During a recent discussion about the DarkMatter CA on a Mozilla mailing list, it was found that their 64-bit serial numbers weren’t actually 64 bits, and it opened a can of worms. It turns out that the serial number was effectively 63 bits, which is a violation of the CA/B Forum Baseline Requirements that state it must contain 64 bits of output from a secure random number generator (CSPRNG). As a result of this finding, 2,000,000 certificates or more may need to be replaced by Google, Apple, GoDaddy and various others.
Update: GoDaddy initially said that more than 1.8 million of their certificates were impacted; they have drastically reduced this number in an update posted on 2019-03-12. The fully number of certificates impacted by this is still being discussed.
It’s quite likely that the full scope of this problem hasn’t been determined yet.
During an analysis of certificates issued by DarkMatter, it was found that they all had a length of exactly 64 bits – not more, not less. If there’s a rule that requires 64 bits of CSPRNG output, and the serial number is always 64 bits, at first glance this seems fine. But, there’s a problem, and it’s in RFC 5280; it specifies the following:
The serial number MUST be a positive integer assigned by the CA to each certificate. It MUST be unique for each certificate issued by a given CA (i.e., the issuer name and serial number identify a unique certificate). CAs MUST force the serialNumber to be a non-negative integer.
Requiring a positive integer means that the high bit can’t be set – if it is set, it can’t be used directly as a certificate serial number. As such, if the high bit is set, there are two1 possible options:
- Pad the serial with an additional byte, so that the full 64 bits of output is used.
- Discard the value, and try again until you get a value without the high bit set. This means that the size is always 64 bits, and the high bit is always 0 – giving you 63 effective bits of output.

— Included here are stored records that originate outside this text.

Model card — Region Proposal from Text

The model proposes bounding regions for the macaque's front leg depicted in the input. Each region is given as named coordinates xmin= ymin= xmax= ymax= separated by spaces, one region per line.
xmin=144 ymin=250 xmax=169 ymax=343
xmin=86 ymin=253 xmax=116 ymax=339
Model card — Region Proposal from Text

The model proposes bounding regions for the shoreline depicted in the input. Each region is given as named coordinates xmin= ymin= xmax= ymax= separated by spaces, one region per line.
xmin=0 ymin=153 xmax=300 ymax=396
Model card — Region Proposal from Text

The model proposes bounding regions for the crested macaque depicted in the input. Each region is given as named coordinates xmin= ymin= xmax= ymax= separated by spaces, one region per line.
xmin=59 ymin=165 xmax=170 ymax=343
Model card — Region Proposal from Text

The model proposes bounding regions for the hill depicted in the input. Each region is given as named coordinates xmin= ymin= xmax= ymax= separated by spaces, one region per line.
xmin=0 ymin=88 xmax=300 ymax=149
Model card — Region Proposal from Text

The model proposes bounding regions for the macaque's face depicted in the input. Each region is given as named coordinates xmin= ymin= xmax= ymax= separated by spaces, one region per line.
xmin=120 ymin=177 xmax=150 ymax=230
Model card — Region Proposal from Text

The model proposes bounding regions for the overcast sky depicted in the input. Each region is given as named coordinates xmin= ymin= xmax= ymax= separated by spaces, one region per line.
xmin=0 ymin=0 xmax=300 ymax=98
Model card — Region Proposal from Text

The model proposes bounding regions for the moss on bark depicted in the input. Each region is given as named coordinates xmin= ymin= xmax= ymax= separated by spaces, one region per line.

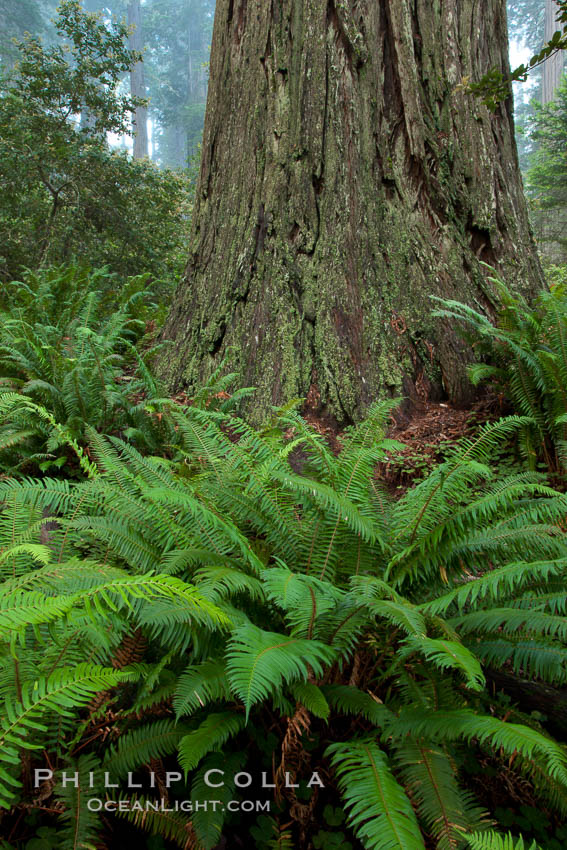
xmin=163 ymin=0 xmax=542 ymax=421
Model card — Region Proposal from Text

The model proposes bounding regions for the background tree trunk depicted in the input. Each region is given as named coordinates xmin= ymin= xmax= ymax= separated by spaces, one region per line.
xmin=163 ymin=0 xmax=542 ymax=421
xmin=541 ymin=0 xmax=564 ymax=105
xmin=128 ymin=0 xmax=148 ymax=159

A popular software package for CAs, EJBCA had a default of using 64-bit serial numbers, and used the second strategy for dealing with CSPRNG output with the high bit set. This means that instead of using the full 64-bit output, it effectively reduced it to 63 bits – cutting the number of possible values in half. When we are talking about numbers this large, it’s easy to think that 1 bit wouldn’t make much difference, but the difference between
2^63 is substantial – to be specific,
2^63 is off by over 9 quintillion or more specifically 9,223,372,036,854,775,808.
The strategy of calling the CSPRNG until you get a value that has the high bit unset violates the intention of the rule imposed by the Baseline Requirements, meaning that all certificates issued using this method were mis-issued. This is a big deal, at least for a few CAs and their customers.

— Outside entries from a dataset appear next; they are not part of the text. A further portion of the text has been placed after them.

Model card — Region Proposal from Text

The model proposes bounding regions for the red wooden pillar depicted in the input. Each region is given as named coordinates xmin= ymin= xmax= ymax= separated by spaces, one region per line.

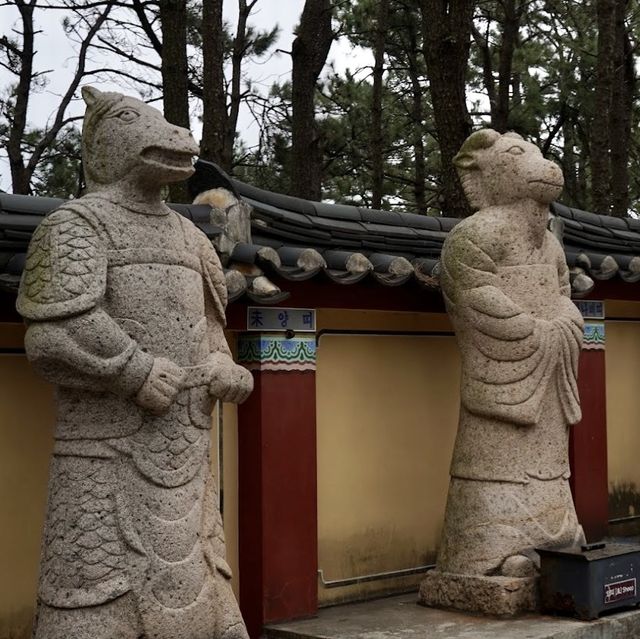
xmin=238 ymin=334 xmax=318 ymax=639
xmin=569 ymin=323 xmax=609 ymax=541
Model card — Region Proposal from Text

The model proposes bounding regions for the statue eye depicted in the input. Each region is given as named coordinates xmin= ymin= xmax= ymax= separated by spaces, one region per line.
xmin=118 ymin=109 xmax=140 ymax=124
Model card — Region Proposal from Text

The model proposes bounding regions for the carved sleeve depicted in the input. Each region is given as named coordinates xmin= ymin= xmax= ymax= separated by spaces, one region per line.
xmin=199 ymin=235 xmax=231 ymax=357
xmin=549 ymin=233 xmax=584 ymax=424
xmin=441 ymin=227 xmax=576 ymax=425
xmin=17 ymin=209 xmax=153 ymax=396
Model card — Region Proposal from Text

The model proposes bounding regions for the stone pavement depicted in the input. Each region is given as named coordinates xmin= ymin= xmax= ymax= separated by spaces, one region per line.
xmin=265 ymin=593 xmax=640 ymax=639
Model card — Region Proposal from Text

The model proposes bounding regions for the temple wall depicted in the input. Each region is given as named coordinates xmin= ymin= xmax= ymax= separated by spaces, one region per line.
xmin=316 ymin=311 xmax=460 ymax=605
xmin=605 ymin=302 xmax=640 ymax=534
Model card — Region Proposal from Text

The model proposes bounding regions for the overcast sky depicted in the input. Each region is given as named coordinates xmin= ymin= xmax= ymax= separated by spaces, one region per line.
xmin=0 ymin=0 xmax=369 ymax=191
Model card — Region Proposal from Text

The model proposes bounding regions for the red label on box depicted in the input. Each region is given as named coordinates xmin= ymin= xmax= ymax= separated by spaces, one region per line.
xmin=604 ymin=577 xmax=636 ymax=604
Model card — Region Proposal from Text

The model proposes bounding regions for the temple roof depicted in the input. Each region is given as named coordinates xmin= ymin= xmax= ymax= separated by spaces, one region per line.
xmin=0 ymin=161 xmax=640 ymax=304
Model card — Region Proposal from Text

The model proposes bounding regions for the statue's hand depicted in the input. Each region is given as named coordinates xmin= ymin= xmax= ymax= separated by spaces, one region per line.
xmin=135 ymin=357 xmax=185 ymax=415
xmin=209 ymin=353 xmax=253 ymax=404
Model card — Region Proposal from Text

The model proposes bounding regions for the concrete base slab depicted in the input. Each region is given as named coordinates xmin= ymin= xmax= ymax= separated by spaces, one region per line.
xmin=420 ymin=570 xmax=539 ymax=617
xmin=265 ymin=593 xmax=640 ymax=639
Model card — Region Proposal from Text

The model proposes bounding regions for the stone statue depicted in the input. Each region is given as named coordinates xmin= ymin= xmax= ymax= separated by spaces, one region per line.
xmin=421 ymin=130 xmax=584 ymax=614
xmin=17 ymin=87 xmax=253 ymax=639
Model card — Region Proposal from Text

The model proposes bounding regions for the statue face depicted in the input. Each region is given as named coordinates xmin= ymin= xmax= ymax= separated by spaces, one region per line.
xmin=458 ymin=133 xmax=564 ymax=208
xmin=83 ymin=88 xmax=199 ymax=190
xmin=486 ymin=135 xmax=564 ymax=204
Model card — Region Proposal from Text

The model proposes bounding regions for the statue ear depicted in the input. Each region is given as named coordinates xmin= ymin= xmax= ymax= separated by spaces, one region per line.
xmin=82 ymin=85 xmax=102 ymax=106
xmin=453 ymin=153 xmax=478 ymax=171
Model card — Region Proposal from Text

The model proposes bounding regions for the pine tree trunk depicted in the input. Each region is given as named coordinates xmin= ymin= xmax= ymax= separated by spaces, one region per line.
xmin=422 ymin=0 xmax=474 ymax=217
xmin=160 ymin=0 xmax=189 ymax=202
xmin=200 ymin=0 xmax=230 ymax=171
xmin=7 ymin=0 xmax=35 ymax=195
xmin=491 ymin=0 xmax=521 ymax=133
xmin=609 ymin=0 xmax=635 ymax=217
xmin=371 ymin=0 xmax=389 ymax=209
xmin=590 ymin=0 xmax=617 ymax=213
xmin=408 ymin=31 xmax=427 ymax=215
xmin=290 ymin=0 xmax=334 ymax=200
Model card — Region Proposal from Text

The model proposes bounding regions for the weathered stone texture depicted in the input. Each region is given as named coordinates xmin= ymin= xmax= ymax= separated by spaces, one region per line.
xmin=422 ymin=130 xmax=584 ymax=614
xmin=17 ymin=87 xmax=253 ymax=639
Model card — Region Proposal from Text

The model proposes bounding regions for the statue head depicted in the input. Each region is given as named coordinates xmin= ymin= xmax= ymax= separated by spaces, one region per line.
xmin=453 ymin=129 xmax=564 ymax=210
xmin=82 ymin=86 xmax=199 ymax=191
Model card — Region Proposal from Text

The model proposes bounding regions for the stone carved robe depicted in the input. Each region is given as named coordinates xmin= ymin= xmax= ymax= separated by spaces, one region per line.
xmin=438 ymin=205 xmax=583 ymax=575
xmin=18 ymin=194 xmax=245 ymax=639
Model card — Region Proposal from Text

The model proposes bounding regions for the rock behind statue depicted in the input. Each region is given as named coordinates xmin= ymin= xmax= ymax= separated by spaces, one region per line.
xmin=421 ymin=130 xmax=584 ymax=614
xmin=17 ymin=87 xmax=253 ymax=639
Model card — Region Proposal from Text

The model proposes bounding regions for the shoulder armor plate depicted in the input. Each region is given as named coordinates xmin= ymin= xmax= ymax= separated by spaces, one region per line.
xmin=16 ymin=201 xmax=107 ymax=321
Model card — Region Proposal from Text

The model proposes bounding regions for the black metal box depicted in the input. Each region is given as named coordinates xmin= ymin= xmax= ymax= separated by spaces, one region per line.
xmin=536 ymin=543 xmax=640 ymax=619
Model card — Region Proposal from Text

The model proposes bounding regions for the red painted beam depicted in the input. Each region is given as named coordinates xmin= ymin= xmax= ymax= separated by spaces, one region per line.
xmin=569 ymin=350 xmax=609 ymax=541
xmin=238 ymin=371 xmax=318 ymax=639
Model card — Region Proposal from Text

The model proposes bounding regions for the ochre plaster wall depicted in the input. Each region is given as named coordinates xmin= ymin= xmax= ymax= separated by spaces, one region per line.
xmin=0 ymin=355 xmax=54 ymax=639
xmin=316 ymin=328 xmax=460 ymax=605
xmin=0 ymin=340 xmax=238 ymax=639
xmin=605 ymin=318 xmax=640 ymax=533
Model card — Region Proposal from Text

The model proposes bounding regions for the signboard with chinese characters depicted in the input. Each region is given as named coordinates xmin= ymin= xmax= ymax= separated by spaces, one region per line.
xmin=247 ymin=306 xmax=316 ymax=333
xmin=573 ymin=300 xmax=604 ymax=319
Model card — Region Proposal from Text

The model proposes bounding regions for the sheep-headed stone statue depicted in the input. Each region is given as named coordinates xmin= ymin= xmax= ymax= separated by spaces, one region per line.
xmin=17 ymin=87 xmax=253 ymax=639
xmin=421 ymin=130 xmax=584 ymax=614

Now, the simple solution to this is to just increase the length of the serial beyond 64 bits; for CAs that used 72 or more bits of CSPRNG output, this is a non-issue, as even if they coerce the high bit, they are still well above the 64-bit minimum. This is a clear case of following a standard as close to the minimum as possible, which left no margin for error. As the holders of those 2+ million certificates are learning, they cut it too close.
The Baseline Requirements are the minimum rules2 that all CAs must follow; these rules are voted on by a group of browser makers and CAs, and often debated in detail. Thankfully for all involved, much of these discussions happen on public mailing lists, so it’s easy to see what’s been discussed and what the view of the different parties were when a change was approved. This is a good thing when it comes to understanding this issue.
The relevant rule in this case is in section 7.1:
Effective September 30, 2016, CAs SHALL generate non-sequential Certificate serial numbers greater than zero (0) containing at least 64 bits of output from a CSPRNG.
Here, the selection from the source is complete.